As day turned to night outside of Union Station, the ceremony got a little wilder. There were some surprising selections, including Mank for Cinematography and The Father for Adapted Screenplay (although I called that one correctly). Youn Yuh-Jung hit on Brad Pitt during her victory speech for her supporting performance in Minari. Glenn Close did “da butt,” which I knew was a comedy bit immediately because I’m three decades younger than Close, and I had never heard of that dance. Still, it was a far better performance than she gave in Hillbilly Elegy.
Then as the clock struck “just end the show already,” all hell broke loose. When the Best Picture award was announced with twenty minutes to go, the wheels started churning in the mind of every seasoned Oscar viewer. They want to do Best Actor last, so they can end the show on Boseman. It was a risky plan that panned out in the worst way possible. McDormand won Best Actress and gave a terribly short speech, which is understandable considering she had used up her speech on Best Picture a few minutes earlier; she was a producer on Nomadland, and once you have inexplicably howled like a wolf in front of the world, there’s not much more to say.
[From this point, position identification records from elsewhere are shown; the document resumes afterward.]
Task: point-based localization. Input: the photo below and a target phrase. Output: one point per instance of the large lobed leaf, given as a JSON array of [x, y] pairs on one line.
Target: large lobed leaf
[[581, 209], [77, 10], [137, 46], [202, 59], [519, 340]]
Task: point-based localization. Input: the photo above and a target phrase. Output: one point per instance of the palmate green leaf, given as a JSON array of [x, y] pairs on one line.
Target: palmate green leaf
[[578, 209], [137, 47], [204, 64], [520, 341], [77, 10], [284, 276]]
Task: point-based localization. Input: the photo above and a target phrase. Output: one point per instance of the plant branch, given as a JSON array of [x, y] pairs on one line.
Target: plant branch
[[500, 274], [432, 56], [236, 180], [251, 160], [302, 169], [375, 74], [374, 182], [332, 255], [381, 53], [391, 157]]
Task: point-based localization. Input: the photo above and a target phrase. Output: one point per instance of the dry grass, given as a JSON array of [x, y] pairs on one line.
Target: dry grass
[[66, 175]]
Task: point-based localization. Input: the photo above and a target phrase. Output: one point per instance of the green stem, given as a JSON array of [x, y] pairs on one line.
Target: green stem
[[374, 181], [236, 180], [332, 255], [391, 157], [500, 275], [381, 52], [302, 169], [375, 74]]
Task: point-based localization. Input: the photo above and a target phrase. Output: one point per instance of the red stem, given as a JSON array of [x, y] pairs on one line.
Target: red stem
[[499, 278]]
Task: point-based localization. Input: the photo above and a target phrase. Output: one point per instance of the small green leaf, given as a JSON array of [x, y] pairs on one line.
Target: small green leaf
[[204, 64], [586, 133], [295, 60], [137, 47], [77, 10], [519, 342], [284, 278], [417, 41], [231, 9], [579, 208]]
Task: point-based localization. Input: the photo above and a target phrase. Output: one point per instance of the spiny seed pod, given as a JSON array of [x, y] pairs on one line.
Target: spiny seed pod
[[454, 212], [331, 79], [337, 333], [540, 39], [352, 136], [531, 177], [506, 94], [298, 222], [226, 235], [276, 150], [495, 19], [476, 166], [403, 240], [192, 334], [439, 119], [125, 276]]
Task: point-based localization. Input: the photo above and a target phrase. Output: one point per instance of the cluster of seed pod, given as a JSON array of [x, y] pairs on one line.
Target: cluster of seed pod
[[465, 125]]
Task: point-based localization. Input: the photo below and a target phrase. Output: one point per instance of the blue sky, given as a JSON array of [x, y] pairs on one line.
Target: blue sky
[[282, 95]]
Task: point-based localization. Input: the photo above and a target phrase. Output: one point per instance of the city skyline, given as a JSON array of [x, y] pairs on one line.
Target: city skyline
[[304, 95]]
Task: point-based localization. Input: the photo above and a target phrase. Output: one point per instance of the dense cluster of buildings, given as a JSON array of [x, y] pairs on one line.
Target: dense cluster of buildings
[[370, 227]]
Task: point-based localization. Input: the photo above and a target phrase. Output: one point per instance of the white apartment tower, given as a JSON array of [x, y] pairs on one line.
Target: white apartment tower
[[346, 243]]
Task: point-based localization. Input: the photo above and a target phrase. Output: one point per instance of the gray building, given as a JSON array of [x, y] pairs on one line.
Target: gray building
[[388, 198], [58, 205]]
Then Joaquin Phoenix limped onto the stage and announced that Anthony Hopkins had won Best Actor. It was a shock to most Oscar prognosticators that came with a note of cringe since A) this was supposed to be Boseman’s award, and B) Hopkins didn’t show up to the London satellite site to give a televised awards speech. And so the ceremony that was supposed to end with emotional catharsis of awarding Boseman, whose work has meant so much to so many, concluded with a head shot of Anthony Hopkins, winning for the movie that, out of all the major nominees, was probably seen the least. Not ideal.
For all of these reasons, we will never forget the 2021 Oscars, and that’s probably a win for the show’s producers. But we’re not the audience that the Oscars – and the industry – needs. We’re going to watch anyway, both the movies and the show. Instead, imagine a casual viewer who hasn’t seen most of the nominated films and tuned in last night out of sheer curiosity. Is anything they saw going to make them excited about the future of cinema? Or make them want to pay $5.99 to see one of the nominated films? My hunch is that they left bewildered at an oddity of a ceremony that was more committed to doing something different than doing something good.